Concept is everything. Especially when working on a classic. In Ben Diserens’s Beckett in Benghazi, the madcap director Judy has the wild idea of taking her production of Samuel Beckett’s Endgame and transporting it to Benghazi. Inspired by the attacks in Benghazi on September 11, 2012, Judy takes her “artistically” driven Beckett play and uses it in attempts to make a political statement. The outcome of the play within the play is tragically hilarious. Unfortunately the execution of the real play is a bit disconnected.
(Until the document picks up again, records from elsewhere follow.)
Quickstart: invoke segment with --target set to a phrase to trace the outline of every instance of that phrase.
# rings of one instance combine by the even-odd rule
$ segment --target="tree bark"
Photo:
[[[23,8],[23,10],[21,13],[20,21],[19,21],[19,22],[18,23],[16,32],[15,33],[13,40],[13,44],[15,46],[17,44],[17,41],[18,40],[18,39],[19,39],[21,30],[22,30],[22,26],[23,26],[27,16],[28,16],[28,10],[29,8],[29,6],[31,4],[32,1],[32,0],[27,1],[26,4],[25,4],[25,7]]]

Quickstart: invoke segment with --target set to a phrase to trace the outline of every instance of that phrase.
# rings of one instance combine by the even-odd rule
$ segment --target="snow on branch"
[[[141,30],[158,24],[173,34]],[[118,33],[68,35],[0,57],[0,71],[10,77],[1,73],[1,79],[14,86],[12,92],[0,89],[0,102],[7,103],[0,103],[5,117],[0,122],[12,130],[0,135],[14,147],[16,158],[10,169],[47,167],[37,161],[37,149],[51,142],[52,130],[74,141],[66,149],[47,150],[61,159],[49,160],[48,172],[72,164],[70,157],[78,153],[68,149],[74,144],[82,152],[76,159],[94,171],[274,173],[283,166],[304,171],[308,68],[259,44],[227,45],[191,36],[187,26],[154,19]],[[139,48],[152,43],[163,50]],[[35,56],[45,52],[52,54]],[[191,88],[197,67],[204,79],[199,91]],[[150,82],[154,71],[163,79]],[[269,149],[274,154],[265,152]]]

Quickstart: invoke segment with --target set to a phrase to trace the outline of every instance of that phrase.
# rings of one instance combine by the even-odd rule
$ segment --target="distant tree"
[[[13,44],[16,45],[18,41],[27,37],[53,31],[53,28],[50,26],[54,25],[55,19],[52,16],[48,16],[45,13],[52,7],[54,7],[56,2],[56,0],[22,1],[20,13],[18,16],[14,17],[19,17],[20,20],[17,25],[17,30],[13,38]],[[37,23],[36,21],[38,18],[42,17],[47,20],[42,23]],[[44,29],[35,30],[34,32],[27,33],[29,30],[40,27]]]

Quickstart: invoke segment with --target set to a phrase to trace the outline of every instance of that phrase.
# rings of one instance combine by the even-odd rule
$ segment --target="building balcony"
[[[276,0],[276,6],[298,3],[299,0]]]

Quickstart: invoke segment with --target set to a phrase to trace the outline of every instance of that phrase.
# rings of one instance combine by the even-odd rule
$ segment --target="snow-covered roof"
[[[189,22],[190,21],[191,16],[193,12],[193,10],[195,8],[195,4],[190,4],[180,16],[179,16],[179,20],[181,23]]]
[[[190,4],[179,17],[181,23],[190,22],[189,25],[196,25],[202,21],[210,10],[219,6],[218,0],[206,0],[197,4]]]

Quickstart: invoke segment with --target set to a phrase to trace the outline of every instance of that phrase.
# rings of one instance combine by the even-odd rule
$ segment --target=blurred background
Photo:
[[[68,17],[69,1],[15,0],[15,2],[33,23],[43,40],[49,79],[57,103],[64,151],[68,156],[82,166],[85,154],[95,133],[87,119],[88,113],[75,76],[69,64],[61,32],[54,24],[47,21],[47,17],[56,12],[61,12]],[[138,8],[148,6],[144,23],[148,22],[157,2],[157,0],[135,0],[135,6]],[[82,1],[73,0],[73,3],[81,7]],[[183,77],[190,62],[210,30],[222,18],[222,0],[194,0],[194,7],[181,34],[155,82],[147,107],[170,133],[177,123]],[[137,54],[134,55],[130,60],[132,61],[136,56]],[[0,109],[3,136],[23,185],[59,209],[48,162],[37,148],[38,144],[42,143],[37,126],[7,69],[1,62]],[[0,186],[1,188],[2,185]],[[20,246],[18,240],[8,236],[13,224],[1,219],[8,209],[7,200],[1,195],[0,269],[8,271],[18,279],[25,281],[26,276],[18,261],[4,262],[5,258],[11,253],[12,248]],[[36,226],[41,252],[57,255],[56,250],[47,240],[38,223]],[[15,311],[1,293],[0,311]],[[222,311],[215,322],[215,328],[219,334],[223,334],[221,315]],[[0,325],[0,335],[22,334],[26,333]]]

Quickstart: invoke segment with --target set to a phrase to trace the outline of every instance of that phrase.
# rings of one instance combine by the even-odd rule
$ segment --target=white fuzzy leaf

Diseerens’s script is filled with inconsistencies. Though the inconsistencies are quite wonderful. Beckett and Benghazi has three basic ideas that try to work together as one but rarely do. At the beginning of the play it’s a bunch of clowns performing Beckett. Then it’s a bunch of clowns trying to tech a play. Then it’s a company of theater artists talking about Benghazi and politics in general. If the script focused on two of the three, like eliminating Endgame and pigeonholing it into the plot or dismissing the clowns (despite some phenomenal clowning by the ensemble), the play may have been much more successful. Beckett in Benghazi suffers from too much at once. Again, while the pieces were wonderful, they didn’t complete the same puzzle. One of the most drastic jumps the play had was the politically powered acting exercise the cast explored that leaped into the hilariously farcical final product the director concocted. Both good, they just didn’t mesh.
Beckett in Benghazi has the potential for something great. It needs more time to decide what exactly it truly wants to be. Once it does, look out for it again because it does have its moments.